New Delhi: Anssi Vanjoki was ranked among the 25 most influential people on the Internet by BusinessWeek in September, placing him alongside Microsoft Corp. CEO Steve Ballmer; News Corp. chairman Rupert Murdoch and Apple Inc. CEO Steve Jobs. Vanjoki, executive vice-president of sales, manufacturing, marketing and logistics at Nokia Oyj, is spearheading a push by the world’s biggest mobile phone maker into what it calls the mobile Internet.

In New Delhi, on a visit to launch a new phone—the Nokia 5800, an iPhone look-alike—Vanjoki laid out his vision for the company and the mobile Internet in an interview. Edited excerpts:

Where do you see Nokia a few years down the line?

If you look at the big trends in the market then we have, more or less, come to exhaustion for the mobile phone as it was. There has been growth in places like India and Africa, but if you look at the penetration of mobile phones, in many countries, (it) is already more than 100%. But at the same time it is very positive for Nokia because the whole concept of the product is changing. It’s not just the mobile phone any more. It is becoming more like a computer...

Now, with the computer squeezed to a size of a small pocketable thing and always connected...that will change the Internet. The Internet is not going to be something that you occasionally peek in, but it is something that you come to live in. It’s something I call living in the media. What has happened is that I am living in my real life here but at the same time there is a part of me in the Internet meaning that I am in the Net all the time. That means my context is constantly communicated through this small computer to other people, to different services.

Anssi Vanjoki, executive vice-president of sales, manufacturing, marketing and logistics at Nokia Oyj. Madhu Kapparath / Mint

We also have 1.2 billion consumers with a Nokia product in their hands. When they move from mobile phones to mobile computers, most of them will remain with Nokia—we know this by the loyalty factors that we have.

So we have the power to put this out there and if it does well then we have the power to change the Internet.

Why hasn’t the adoption of some of these applications already happened?

They are rudimentary in form. Not easy to use.

Has the economic downturn hit Nokia in any way?

Yes, it has (affected) the cellular market and Nokia as a big player. Two weeks ago, we came out with a statement that we are expecting that the business will not grow as much as we had estimated.

Will you be strong enough to acquire assets on the table?

We have not said no to any good opportunity that can accelerate our plans.

Could Motorola’s handsets division potentially accelerate your plans?

No. It would decelerate the plans. Just look at what they have done. They have separated it from the mother company as they see it as a bad asset.

Are you diversifying into an end-to-end cellular phone player with services?

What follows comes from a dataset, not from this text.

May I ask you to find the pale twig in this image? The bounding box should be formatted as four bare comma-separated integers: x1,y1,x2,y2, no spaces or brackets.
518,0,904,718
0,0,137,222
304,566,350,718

We made a very clear choice a couple of years ago. We understood that first we need to get the computer business happen—that is one way to grow and add value. And, second, since we have a tremendous position in that market, it is only natural that we become a service company. The value of the mobile computer is in its software. So we are a software company that is monetizing its know-how in hardware and increasingly, we will be monetizing our knowhow in services.

Will services ever dominate your business?

Probably that will be after my time. But growth certainly by 2010 will be material for us. Growth is increasingly from services for Nokia.

Will competition from something like Google’s Android be serious, then?

Every competition is serious for Nokia; I don’t know any other kind. Android, from my view, is a very courageous move. If I compare it with Symbian (a Nokia-led effort) making it open source 10 years in development and millions of lines of code, it will be very hard to compete with that asset. It’s why I call Android very courageous. Then, we have an open source asset in the high-end space, Mimo. It takes the power of desktop Linux and squeezes into a mobile phone.